Depression is unique to each person who experiences it.
For me, anxiety rears its ugly head when I am in times of life transition. Knowing this helps me to be aware when it comes, but I can’t stop the feelings entirely from appearing and fading. I never could quite figure out how to remove times of transition in life (ha!). As an entrepreneurial type, it seems almost impossible that I will ever be able to stay away from adventure. I always let transition sneak its way back in — I went back to college, graduated, sailed around the world on a mega yacht, met a Norwegian man, experienced cut-throat corporate America, married the Norwegian man, quit the corporate gig, moved to Norway, started a company, and the list goes on.
These moments of change bring a certain level of anxiety with them from time to time, but they have also taught me powerful lessons that I can use for good. I find joy in using these experiences, both good and bad, to weave into the mission and personality of my purpose-driven work.

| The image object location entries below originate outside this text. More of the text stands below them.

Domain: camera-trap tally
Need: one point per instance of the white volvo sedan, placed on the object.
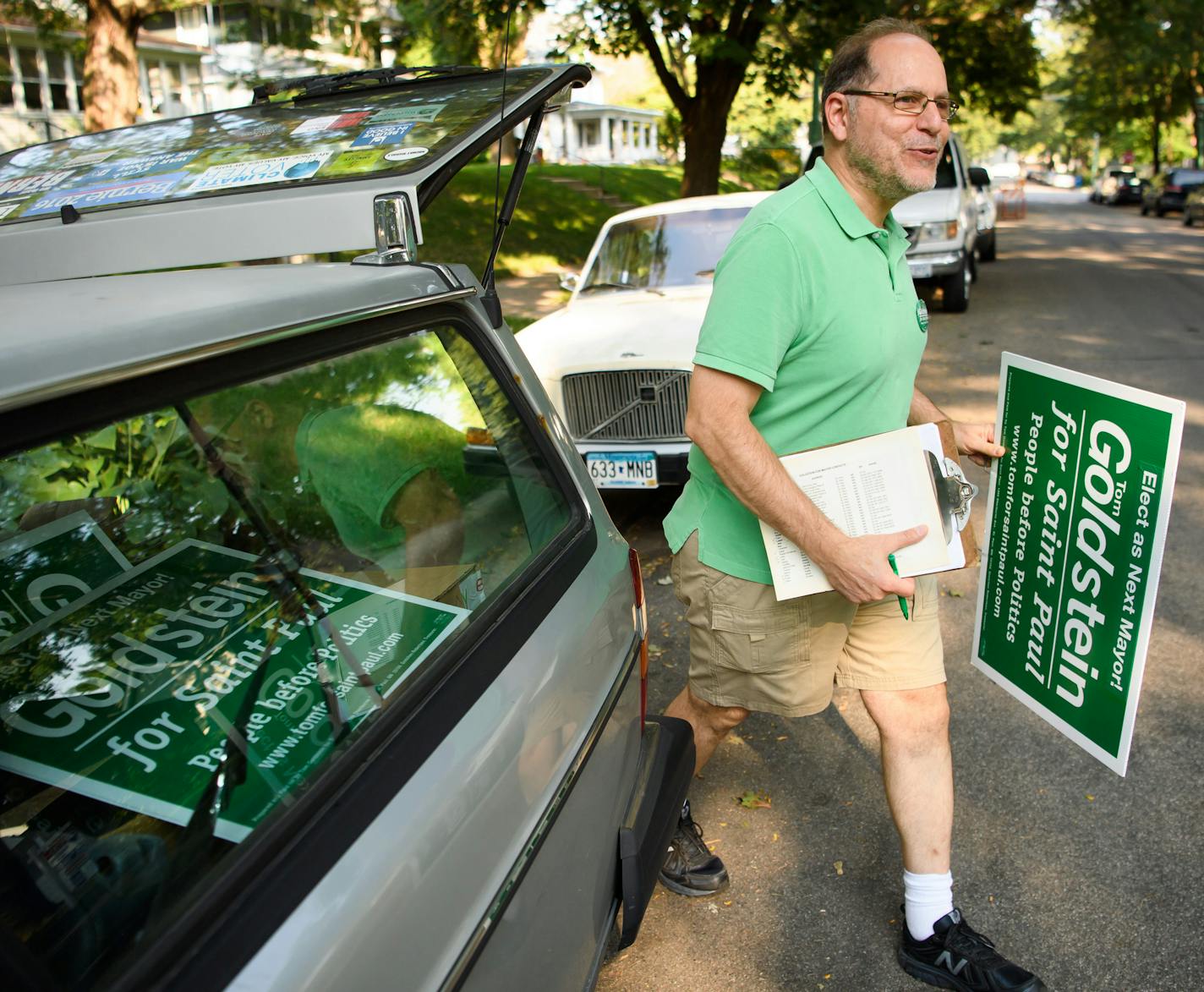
(616, 360)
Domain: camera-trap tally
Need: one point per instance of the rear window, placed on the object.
(664, 250)
(391, 130)
(206, 605)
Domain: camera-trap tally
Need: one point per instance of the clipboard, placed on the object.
(880, 484)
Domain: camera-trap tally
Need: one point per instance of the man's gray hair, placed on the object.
(851, 67)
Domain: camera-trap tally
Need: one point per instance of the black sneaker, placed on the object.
(690, 869)
(959, 957)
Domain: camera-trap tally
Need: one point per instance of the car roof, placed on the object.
(295, 173)
(136, 324)
(692, 204)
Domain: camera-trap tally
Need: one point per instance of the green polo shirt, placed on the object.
(815, 304)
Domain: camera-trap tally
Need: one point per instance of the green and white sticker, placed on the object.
(1076, 523)
(922, 315)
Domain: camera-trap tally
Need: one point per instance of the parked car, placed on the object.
(1108, 182)
(616, 359)
(1129, 190)
(1193, 207)
(1168, 190)
(988, 212)
(943, 225)
(320, 662)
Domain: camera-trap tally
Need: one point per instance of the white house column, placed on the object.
(570, 135)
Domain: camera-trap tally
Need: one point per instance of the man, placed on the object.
(814, 336)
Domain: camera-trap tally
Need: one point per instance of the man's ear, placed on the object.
(837, 113)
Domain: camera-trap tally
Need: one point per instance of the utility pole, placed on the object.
(815, 129)
(1200, 130)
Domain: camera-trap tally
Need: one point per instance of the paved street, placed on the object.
(1095, 881)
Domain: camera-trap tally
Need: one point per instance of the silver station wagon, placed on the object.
(320, 661)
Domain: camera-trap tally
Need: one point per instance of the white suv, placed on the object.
(943, 227)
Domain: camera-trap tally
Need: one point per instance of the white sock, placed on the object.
(926, 898)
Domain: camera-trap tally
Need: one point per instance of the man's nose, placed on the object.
(931, 122)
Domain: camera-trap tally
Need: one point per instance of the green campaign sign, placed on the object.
(48, 567)
(130, 693)
(1076, 523)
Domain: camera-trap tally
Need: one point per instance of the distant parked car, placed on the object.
(616, 360)
(988, 211)
(1193, 207)
(1107, 184)
(1169, 189)
(1127, 190)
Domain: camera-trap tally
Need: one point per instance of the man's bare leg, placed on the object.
(710, 724)
(917, 772)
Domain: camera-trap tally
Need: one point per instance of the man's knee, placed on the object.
(911, 716)
(719, 719)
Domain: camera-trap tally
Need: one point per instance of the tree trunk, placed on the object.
(111, 65)
(1156, 139)
(703, 135)
(704, 127)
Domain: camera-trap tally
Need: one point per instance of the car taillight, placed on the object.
(639, 617)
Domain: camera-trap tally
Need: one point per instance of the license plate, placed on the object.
(616, 469)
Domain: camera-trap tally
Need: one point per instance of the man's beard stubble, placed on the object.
(888, 185)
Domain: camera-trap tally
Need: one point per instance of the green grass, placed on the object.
(553, 227)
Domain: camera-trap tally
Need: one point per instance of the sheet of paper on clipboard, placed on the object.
(882, 484)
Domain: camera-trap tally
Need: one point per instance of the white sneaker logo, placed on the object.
(948, 961)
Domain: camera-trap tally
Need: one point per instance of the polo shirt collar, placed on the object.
(846, 212)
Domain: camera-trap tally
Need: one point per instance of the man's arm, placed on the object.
(973, 440)
(718, 421)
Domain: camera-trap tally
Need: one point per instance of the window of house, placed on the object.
(6, 77)
(30, 79)
(77, 69)
(57, 81)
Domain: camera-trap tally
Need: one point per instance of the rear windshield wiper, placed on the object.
(304, 87)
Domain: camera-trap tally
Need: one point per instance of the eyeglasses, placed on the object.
(909, 101)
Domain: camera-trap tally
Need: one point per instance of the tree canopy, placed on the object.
(1136, 62)
(703, 51)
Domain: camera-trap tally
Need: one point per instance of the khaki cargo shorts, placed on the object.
(749, 650)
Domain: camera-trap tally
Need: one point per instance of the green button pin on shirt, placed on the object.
(922, 315)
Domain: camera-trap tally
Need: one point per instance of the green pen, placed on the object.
(895, 568)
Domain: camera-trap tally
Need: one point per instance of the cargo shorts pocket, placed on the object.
(764, 639)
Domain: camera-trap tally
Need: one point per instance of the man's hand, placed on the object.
(978, 442)
(859, 570)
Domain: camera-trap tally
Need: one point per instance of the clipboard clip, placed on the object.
(955, 494)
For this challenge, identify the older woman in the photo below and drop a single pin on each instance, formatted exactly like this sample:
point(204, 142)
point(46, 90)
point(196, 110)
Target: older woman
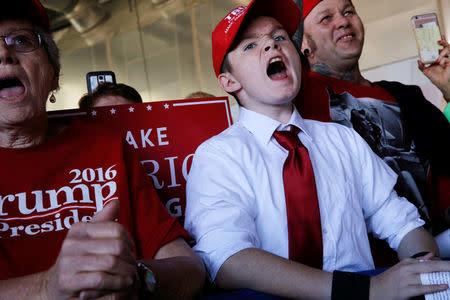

My company, a magazine for purpose-driven entrepreneurs, is a place where founders are taken down off pedestals, the highlight reel is tossed to the wayside, and authentic experiences are shared by entrepreneurs who are all in the pursuit of positive change in our world. This beautiful mission is allowing a human conversation full of vulnerability, connection, and collaboration to unfold - but it would not have been possible without my legacy.
My passion for entrepreneurialism, my understanding of mental illness, my travels around the world, the devastating effects of poor leadership in Corporate America, the hopelessness I feel when my life and business are not currently going “as planned”, the joy of combining purpose with profits —
All of these things combine to create my unique impact on the world.
As I grow my purpose-driven company, my path is constantly taking twists and turns. It can feel bumpy at times, and that is okay. These ups and downs don’t define my success or my value as a person; they create my beautifully unique legacy and lead me toward the impact I am meant to have on this world.
We all have a legacy that can be used for good, we just need to choose it. Let’s embrace the legacies of our past and use them to build strong, impactful ones for our collective future.